LLM Evaluation That Actually Works: Beyond Vibe Checks

Shipping LLM features without systematic evaluation is how teams discover hallucination bugs in production. "I read 50 outputs and they seemed good" is not a testing strategy. This guide covers the evaluation stack from fast automated metrics through human-calibrated LLM-as-judge to production monitoring — and shows how to wire them into CI.

Why Vibe Checks Fail

Manual review of LLM outputs has three fatal properties at scale:

Inconsistency: Human raters agree on obvious failures and disagree on everything in the middle.

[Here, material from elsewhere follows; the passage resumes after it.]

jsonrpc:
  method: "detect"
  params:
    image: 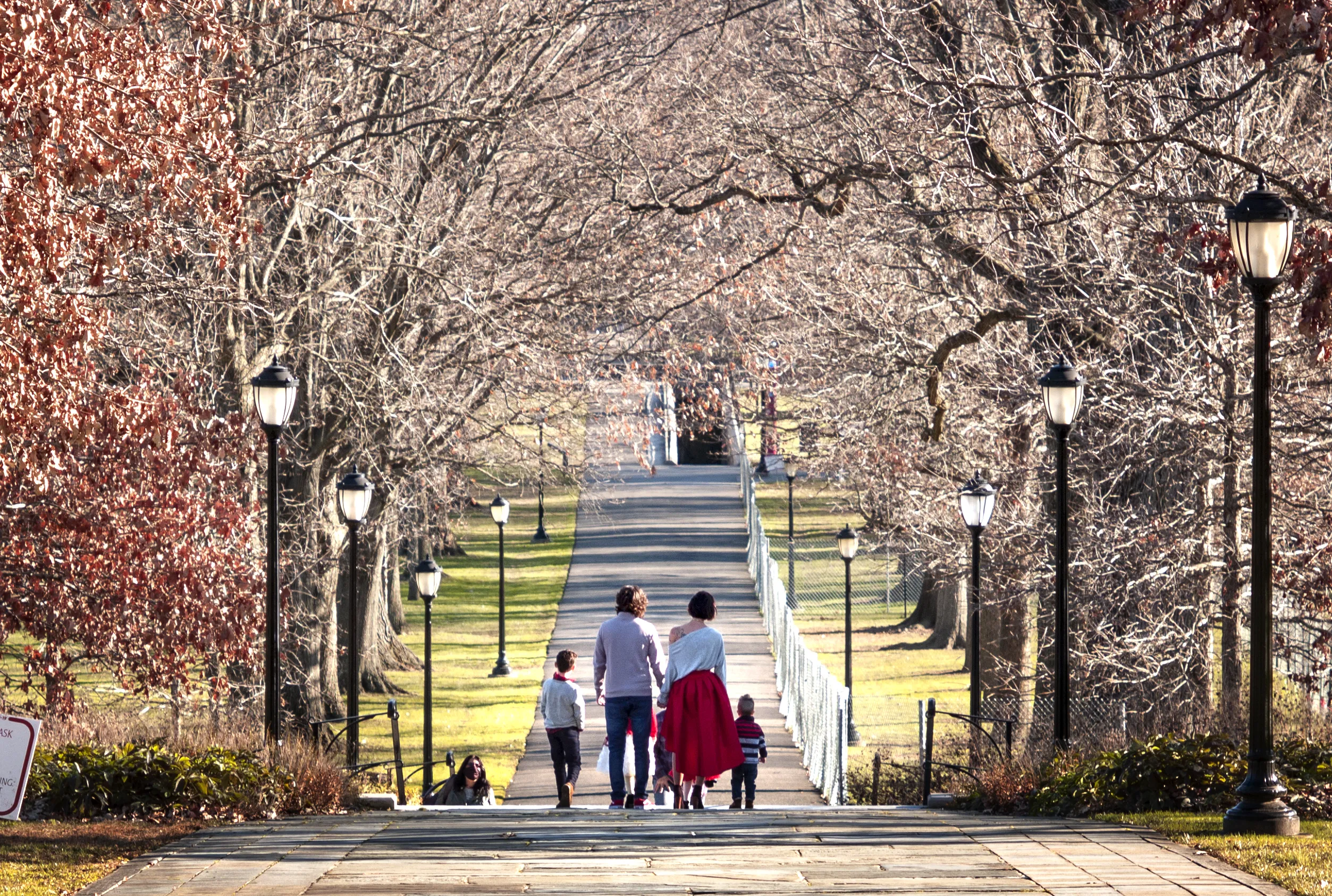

Inter-rater reliability (Cohen's κ) on LLM output quality is often below 0.5 — coin-flip territory.
Cost: At 10,000 daily requests, reviewing 1% of outputs costs ~100 person-hours per day.
Latency: You cannot run human review in CI before shipping a prompt change. Regressions reach production before anyone notices.

Systematic evaluation replaces subjective impression with measurable signals. The goal isn't a single number — it's a battery of metrics that together surface different failure modes.

The Evaluation Stack

Layer 1: Structural / Format Checks (Free, Instant)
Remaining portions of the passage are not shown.